The recovery already showed its impact in last year's numbers.
In 2012, net occupied office space in the St. Louis area grew by 667,000 square feet, according to the latest report by Colliers International. Last year's growth looks especially good compared with 2011, when the net figure declined by 1.1 million square feet of office space as tenants steadily vacated premises.
New construction in the region will be negligible this year, meaning rents should edge up but not enough to goad developers into building speculative office space. As a result, vacancy rates should continue to fall in most areas as employment continues to slowly rise.
The region's vacancy rate was about 20 percent last month, according to Solon Gershman Inc.

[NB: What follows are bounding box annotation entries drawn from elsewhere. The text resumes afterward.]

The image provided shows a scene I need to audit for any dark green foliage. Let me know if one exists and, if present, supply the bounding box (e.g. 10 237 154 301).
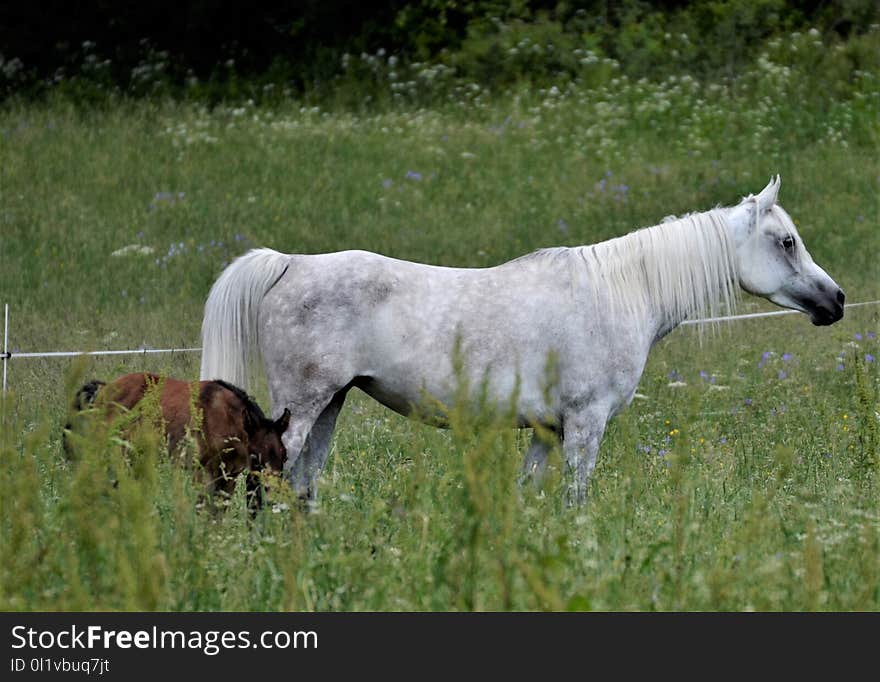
0 0 880 103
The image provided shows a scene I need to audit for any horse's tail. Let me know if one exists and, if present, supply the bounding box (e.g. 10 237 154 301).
200 249 290 388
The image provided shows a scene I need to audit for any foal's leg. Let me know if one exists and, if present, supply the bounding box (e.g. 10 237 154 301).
290 391 346 503
562 409 608 505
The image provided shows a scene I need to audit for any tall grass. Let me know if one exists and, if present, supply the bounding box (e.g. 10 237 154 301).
0 34 880 610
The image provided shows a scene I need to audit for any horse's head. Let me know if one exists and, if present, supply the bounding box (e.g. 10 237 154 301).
728 175 844 325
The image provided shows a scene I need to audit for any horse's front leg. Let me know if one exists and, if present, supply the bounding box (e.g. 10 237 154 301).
520 430 558 488
562 409 608 506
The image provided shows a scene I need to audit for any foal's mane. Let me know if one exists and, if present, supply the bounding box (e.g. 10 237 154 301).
211 379 267 424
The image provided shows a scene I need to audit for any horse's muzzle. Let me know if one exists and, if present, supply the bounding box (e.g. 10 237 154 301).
803 289 846 327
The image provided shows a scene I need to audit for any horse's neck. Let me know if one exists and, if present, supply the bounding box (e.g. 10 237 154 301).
600 209 738 345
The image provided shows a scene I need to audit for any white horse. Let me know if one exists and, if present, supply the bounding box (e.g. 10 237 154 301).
201 176 844 502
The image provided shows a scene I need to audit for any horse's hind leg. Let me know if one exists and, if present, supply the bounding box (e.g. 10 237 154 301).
290 390 347 504
520 431 553 488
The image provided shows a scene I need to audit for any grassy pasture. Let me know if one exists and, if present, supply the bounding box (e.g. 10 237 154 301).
0 55 880 610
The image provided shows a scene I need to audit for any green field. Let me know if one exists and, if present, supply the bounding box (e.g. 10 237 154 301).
0 39 880 610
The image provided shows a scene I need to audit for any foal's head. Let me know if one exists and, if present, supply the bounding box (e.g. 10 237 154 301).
244 408 290 474
729 175 845 325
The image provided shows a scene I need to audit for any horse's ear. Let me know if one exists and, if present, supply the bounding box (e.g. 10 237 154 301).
757 175 780 213
275 407 290 435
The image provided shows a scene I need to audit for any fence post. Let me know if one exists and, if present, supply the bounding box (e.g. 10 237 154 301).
3 303 9 400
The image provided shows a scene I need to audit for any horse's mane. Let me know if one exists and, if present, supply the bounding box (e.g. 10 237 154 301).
511 208 739 321
211 379 267 423
576 208 739 321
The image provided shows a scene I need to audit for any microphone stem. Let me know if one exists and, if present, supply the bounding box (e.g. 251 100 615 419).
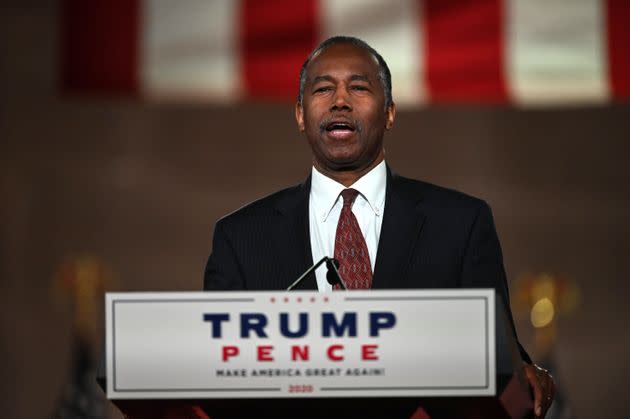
287 256 336 291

Meanwhile, downtown St. Louis is experiencing what Cassidy Turley Commercial Real Estate Services describes in its latest report as smaller successes. Expansions last year by Hudson's Bay and Stifel Financial helped propel downtown to its second-best year in more than a decade, the company said.
While regional job growth will remain slow, the labor market is expanding where it counts -- the professional, business services, information and financial sectors, Cassidy Turley said. It notes that those sectors, where employment rose 3 percent last year, are heavy users of office space.
At the same time, continued development of the CORTEX biotech and medical research park will "dramatically change" its midtown neighborhood, according to Cresa, a nationwide tenants' broker with an office in Brentwood.
Trends point to some construction of outpatient and ambulatory health care facilities, loan modifications allowing downtown St. Louis building owners to fund tenant improvements and greater competition for fully equipped "plug and play" office space, Cresa's study added.
In Solon Gershman's 2013 outlook, the firm said that market improvement is expected to be spotty despite an overall fourth-quarter rise last year. Average rents in the region's 51.4 million-square-foot office market slipped last month to $18.93 from $19.17 per square foot in January 2012, the company said.
Clayton leads the area's office submarkets with an asking rate of $22.39 and one of the lowest vacancy rates -- 11.4 percent, Solon Gershman found. Despite a flat 2012, Clayton remains the region's premier office market, where rents should remain steady this year, experts said.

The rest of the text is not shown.